Try the blow code that Ehasn suggested.

         DataIN += serialPort1.ReadExisting();
         DataIN = DataIN.Replace("*", "0");

          string SampleID = DataIN.Substring(11, 12);

          analyzerIDTextBox.Invoke(new Action(()=> analyzerIDTextBox.Text= SampleID.ToString()));

Best regards,

Neil Hu

MSDN Community Support
Please remember to click "Mark as Answer" the responses that resolved your issue, and to click "Unmark as Answer" if not. This can be beneficial to other community members reading this thread. If you have any compliments or complaints to MSDN Support, feel free to contact [email protected].

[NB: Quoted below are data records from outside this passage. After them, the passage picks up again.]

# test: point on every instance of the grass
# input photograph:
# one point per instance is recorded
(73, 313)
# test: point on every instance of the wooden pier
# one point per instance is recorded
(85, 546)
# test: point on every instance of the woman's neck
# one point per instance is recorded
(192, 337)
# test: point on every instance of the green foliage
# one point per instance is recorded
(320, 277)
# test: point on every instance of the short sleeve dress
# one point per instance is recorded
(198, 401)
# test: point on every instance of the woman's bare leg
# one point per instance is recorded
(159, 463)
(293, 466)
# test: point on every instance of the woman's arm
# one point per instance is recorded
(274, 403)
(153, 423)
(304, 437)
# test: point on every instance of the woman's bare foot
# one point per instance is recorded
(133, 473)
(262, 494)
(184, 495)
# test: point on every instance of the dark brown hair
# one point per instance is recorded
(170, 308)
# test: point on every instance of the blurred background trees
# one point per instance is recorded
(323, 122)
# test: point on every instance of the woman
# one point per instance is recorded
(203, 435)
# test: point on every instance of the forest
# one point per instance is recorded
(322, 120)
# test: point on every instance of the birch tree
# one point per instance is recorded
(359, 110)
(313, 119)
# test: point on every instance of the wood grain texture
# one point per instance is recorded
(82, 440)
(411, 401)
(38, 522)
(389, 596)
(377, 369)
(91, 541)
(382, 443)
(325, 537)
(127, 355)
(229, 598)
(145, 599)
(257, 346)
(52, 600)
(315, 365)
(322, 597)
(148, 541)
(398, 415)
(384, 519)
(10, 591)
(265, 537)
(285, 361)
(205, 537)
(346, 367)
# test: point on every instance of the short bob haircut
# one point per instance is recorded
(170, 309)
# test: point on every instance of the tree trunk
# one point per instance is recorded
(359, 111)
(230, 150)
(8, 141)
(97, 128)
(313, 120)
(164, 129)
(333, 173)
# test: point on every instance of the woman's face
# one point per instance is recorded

Monday, March 5, 2018 1:53 PM

Thanks for your replay . its working excellent . 

can you tell me  why do we use "Invoke " in what condition we need  for invoke ? . searched google but confused .

Regards.


Monday, March 5, 2018 2:08 PM

An application can have several 'threads' or parallel processes occurring at the same time.

There will always be a main 'GUI' thread - this is the only thread that can update user-interface controls.

In a very simple application this main thread will be the only thread and you don't have to worry about it. But sometimes you may want some bit of processing to occur asynchronously. Depending on the logic you use, this asynchronous code may or may not be in another thread but you can always explicitly ensure code runs on another thread.

In your case above, as someone has already pointed out, the serialport DataReceived event is firing in another thread.

When you have code executing in another thread, this code cannot directly update user-interface controls. This is why you use Invoke. This basically tells the system "I want to perform this update action on the TextBox's own thread (the main UI thread)".